Author Review: Eleanor Alice Burford Hibbert

I’d never heard of Eleanor Alice Burford Hibbert until I prepared to write this author review, but I had certainly heard of Victoria Holt, Jean Plaidy, and Phillippa Carr. I knew they were all the same woman, but I didn’t know who that woman was until I looked it up.

Eleanor Alice Burford was born in Kensington in 1906. She learned how to read at the age of four and devoured every book she could find. She had inherited her love of reading from her father, himself a bibliophile. She attended a business college and learned secretarial skills, being put into the work force to help support her family through a difficult time.

When she met and married George Percival Hibbert, she realized that her circumstances would now allow her to write, something she had wanted to do her entire life. Goodbye, secretary job.

Eleanor went on to write over two hundred novels. That astounds me! As she moved around from genre to genre, she changed her name to keep the readers straight, and because of this, many readers didn’t realize the books were all written by the same person. I know I didn’t.

She wrote thirty-two novels as Eleanor Burford, simply her maiden name. Some of the books published under this name were “Daughter of Anna,” 1941, and and “Passionate Witness,” 1941.

She also took on the name of Jean Plaidy, publishing such books as “Beyond the Blue Mountains,” 1948, and “The Goldsmith’s Wife,” 1950. She came out with eighty-five novels under this name, which is highly impressive on its own merits but when you take into consideration that these are her most historical and must have required a great deal of research . . . wow.

When she wrote as Elbur Ford, she published five books, not the least of which are “Poison in Pimlico,” 1950, and “The Flesh and the Devil,” 1950.
Pen name Kathleen Kellow graced us with eight novels, and Ellalice Tate provided five, while Anna Percivel only came out with one. However, as Victoria Holt, she wrote thirty-three, and it was as Holt that I first became acquainted with this lady. My favorites her are “Mistress of Mellyn” and “Mask of the Enchantress.” Next to Jean Plaidy, this is probably Eleanor’s most famous personae. Only slightly less well-known is Philippa Carr, who provided us with twenty-two books of her own.

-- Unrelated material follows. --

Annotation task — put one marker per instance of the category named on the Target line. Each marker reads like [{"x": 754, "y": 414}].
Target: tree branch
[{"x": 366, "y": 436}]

As I looked into the life of this woman, I was unable to determine much about her personally, and so I began to conjecture. We know she was a woman of great imagination, and the themes of her novels tell us that she was a romantic. She must have had a flair for the dramatic, enjoyed beautiful clothing and jewels, and found rogues to be irresistable. I couldn’t find any indication that she had children, although, given that she wrote two hundred books, I’m inclined to think she didn’t (but would love to be corrected if I’m wrong.)

Although Eleanor wrote in several different genres, her books carry common themes. They are all either Gothic or Victorian in flavor, feature suspense and mystery, a damsel in distress, and her flight to freedom. They’re the type of book that you love to curl up with on a rainy day and just enjoy for the sheer escapism of it all.

She died at sea somewhere between Greece and Egypt at the age of 86. An exotic way to die – but it suited her. Why should this queen of the unusual setting die anywhere else? The legacy she left in print is astonishing and she has been sorely missed.